O livro se encerra com uma breve análise do terceiro governo Lula: as duas agendas continuam na disputa em 2023. De um lado, o governo Lula consegue espaço orçamentário para retomar a agenda redistributiva. Bolsa Família e crescimento real do salário-mínimo voltam ao centro. No entanto, o novo arcabouço fiscal limita a expansão dos gastos do Estado brasileiro e mantém o “efeito achatamento” do Teto de Gastos de Temer: gastos obrigatórios continuarão comprimindo gastos discricionários, incluindo alguns gastos discricionários essenciais, como as bolsas de pesquisa científica e os investimentos em infraestrutura.
Rossi encerra sua análise enfatizando a centralidade do terceiro governo Lula, que ainda não tem uma agenda econômica clara.

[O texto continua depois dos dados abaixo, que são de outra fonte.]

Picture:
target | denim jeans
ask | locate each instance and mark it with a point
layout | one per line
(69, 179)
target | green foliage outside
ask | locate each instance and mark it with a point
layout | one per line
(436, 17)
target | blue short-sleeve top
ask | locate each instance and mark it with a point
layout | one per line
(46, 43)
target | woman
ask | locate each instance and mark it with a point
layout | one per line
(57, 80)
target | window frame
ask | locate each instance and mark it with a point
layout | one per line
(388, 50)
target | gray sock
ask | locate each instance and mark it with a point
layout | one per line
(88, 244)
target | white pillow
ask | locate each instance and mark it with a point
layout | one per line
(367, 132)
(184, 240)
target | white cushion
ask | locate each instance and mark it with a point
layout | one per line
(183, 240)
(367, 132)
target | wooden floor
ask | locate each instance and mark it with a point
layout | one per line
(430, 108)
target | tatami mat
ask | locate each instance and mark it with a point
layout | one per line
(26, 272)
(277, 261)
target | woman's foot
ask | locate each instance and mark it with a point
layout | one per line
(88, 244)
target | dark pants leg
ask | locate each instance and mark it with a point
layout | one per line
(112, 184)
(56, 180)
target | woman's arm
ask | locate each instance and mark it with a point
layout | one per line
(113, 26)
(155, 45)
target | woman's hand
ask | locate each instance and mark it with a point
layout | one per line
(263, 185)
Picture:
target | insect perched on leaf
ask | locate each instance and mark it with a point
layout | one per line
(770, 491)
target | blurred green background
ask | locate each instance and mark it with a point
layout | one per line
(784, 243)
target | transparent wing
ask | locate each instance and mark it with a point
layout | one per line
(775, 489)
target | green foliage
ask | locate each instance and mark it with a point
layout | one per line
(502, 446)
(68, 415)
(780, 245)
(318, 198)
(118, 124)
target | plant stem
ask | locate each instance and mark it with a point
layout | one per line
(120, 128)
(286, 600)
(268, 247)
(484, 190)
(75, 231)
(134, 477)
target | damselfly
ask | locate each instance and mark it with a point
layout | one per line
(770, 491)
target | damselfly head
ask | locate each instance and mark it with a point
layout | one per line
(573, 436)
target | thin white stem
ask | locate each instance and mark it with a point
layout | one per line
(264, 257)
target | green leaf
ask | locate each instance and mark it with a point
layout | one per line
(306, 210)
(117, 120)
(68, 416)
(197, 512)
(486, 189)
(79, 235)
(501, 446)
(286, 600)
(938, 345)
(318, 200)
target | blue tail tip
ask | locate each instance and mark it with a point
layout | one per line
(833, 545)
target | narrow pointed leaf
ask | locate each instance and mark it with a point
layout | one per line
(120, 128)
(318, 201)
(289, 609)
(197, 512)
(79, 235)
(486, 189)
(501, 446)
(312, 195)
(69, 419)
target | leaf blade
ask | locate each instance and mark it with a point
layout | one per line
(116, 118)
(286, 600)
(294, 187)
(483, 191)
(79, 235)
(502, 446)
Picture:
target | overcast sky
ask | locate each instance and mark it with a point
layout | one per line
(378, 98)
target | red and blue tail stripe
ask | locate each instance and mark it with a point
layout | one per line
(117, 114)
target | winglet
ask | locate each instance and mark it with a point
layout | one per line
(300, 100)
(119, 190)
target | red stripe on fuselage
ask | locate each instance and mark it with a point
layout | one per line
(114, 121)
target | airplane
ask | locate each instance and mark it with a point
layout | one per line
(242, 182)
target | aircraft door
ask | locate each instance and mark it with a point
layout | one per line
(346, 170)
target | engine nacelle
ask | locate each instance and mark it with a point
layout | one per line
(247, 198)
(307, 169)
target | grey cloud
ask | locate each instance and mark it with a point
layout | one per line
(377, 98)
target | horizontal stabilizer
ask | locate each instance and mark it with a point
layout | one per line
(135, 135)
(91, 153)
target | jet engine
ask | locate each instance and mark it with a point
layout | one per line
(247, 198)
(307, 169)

Ainda não está claro se, na próxima edição do livro, o governo Lula 3 aparecerá apenas como uma atenuação da agenda neoliberal ou como uma retomada da agenda redistributiva.
Sem prognosticar sobre o futuro, o livro é um passeio rápido, mas denso e bem referenciado, no nosso passado econômico recente. Serve bem ao propósito de informar leitores e leitoras para que possam participar da disputa pelo caráter do governo em curso.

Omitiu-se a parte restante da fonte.